Courtesy accidental options

I’m looking for the following behavior re courtesy accidentals: A note that was altered by an accidental at the same octave in the previous bar, but not in the present bar, should bear a courtesy accidental if it immediately follows the altered note (with no other notes in between). It should not bear a courtesy accidental if notes of other pitch occur between the two. That is, it should only get the courtesy accidental if it is immediately preceded by an altered note on the same space or line in the previous bar. (This is the preferred behavior specified in the Barbershop Harmony Society’s notation manual for arrangers.)

I’ve found Notation Options -> Notes at the same octave in the following bar. I don’t see an option there that appears to give the behavior that I want. Is there a workaround I can use to obtain the behavior I want? And, can it be added to the notation options, please?

Thanks,
Jordan

Well, I can’t speak to whether or not they will program it to automatically behave the way you want (personally I’ve always observed and been told to allow a courtesy accidental even if notes occur in-between) but you have the option to display an accidental on any note either regular or parenthesized. All you have to do is select the note(s) in question and go to the properties in engrave mode.

Ah yes, I see it now on the “Bottom panel”, Cmd-8. Thank you!

The closest you can get to the advice in the Barbershop Harmony Society’s manual is to set ‘Notes at the same octave in the following bar’ and ‘Notes at a different octave in the following bar’ to ‘No cautionary’, and set ‘On the first occurrence of the same note in the following bar, either at the same or in a different octave’ to ‘Show cautionary in parentheses’. This should minimise the number of accidentals you have to hide by hand. You might even find that the circumstances in which the BHS recommends cautionaries are so uncommon that you would be better off disabling all cautionaries altogether and then only showing them when needed via Properties.

I cannot help but feel that the recommendation is rather peculiar: why should the cautionary be required only if the accidental was on the final note of the previous bar and the note that “corrects” it is the first note of the next? It’s been a while since I sang barbershop music, and I wasn’t conscious of really thinking about cautionary accidentals when I did, but I doubt that it’s the case that the harmony of barbershop music is so predictable and diatonic that cautionary accidentals would not be useful in broader circumstances. I wonder whether these guidelines were developed at least in part in recognition of the difficulty of getting good cautionary accidentals without a lot of work on the part of the editor in most notation software?

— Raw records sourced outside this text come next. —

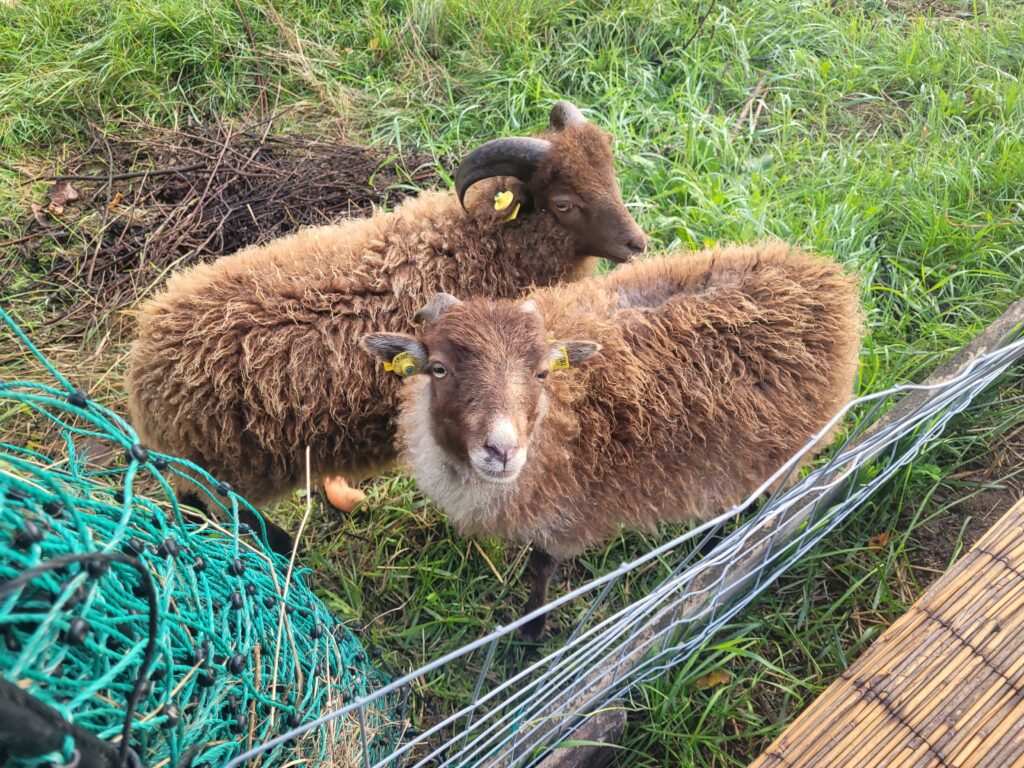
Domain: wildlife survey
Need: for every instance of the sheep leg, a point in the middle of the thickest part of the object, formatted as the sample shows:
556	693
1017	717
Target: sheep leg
542	566
279	539
341	495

OK, I’ll try this. Thanks!

You might even find that the circumstances in which the BHS recommends cautionaries are so uncommon that you would be better off disabling all cautionaries altogether and then only showing them when needed via Properties.

We do in fact often use cautionary accidentals; in particular, since pillar harmonies often change at bar boundaries, it’s quite common that movement involving the third or seventh of a chord will require a courtesy accidental. #4 to natural-4 (in a II7-V7 motion) is a typical and frequent example.

I cannot help but feel that the recommendation is rather peculiar: why should the cautionary be required only if the accidental was on the final note of the previous bar and the note that “corrects” it is the first note of the next?

Ah, but that’s not exactly it: the accidental needn’t be on the final note of the prior bar; it merely needs to affect the final note, and can occur on an earlier note in that bar. See the attached image for an illustration. The rule is more about the position of the unaltered note, the one that would or wouldn’t get the cautionary.

It’s been a while since I sang barbershop music, and I wasn’t conscious of really thinking about cautionary accidentals when I did, but I doubt that it’s the case that the harmony of barbershop music is so predictable and diatonic that cautionary accidentals would not be useful in broader circumstances.

Many barbershoppers who are proficient sight-readers do think mainly in terms of scale degrees. Speaking only for myself, my default, subconscious interpretation of an accidental while reading is: warning, the following note is a raised or lowered instance of whatever scale degree. And, when they don’t occur parenthesized and right after a note that was altered, courtesy accidentals do sometimes fool me into thinking the following note is altered when it really isn’t. I suspect this sort of slip-up is not unique to me, and is one reason behind BHS’ recommendation.

In any case, thanks for the thoughtful response, and for the suggestions that may cut down on my hand-editing of accidentals.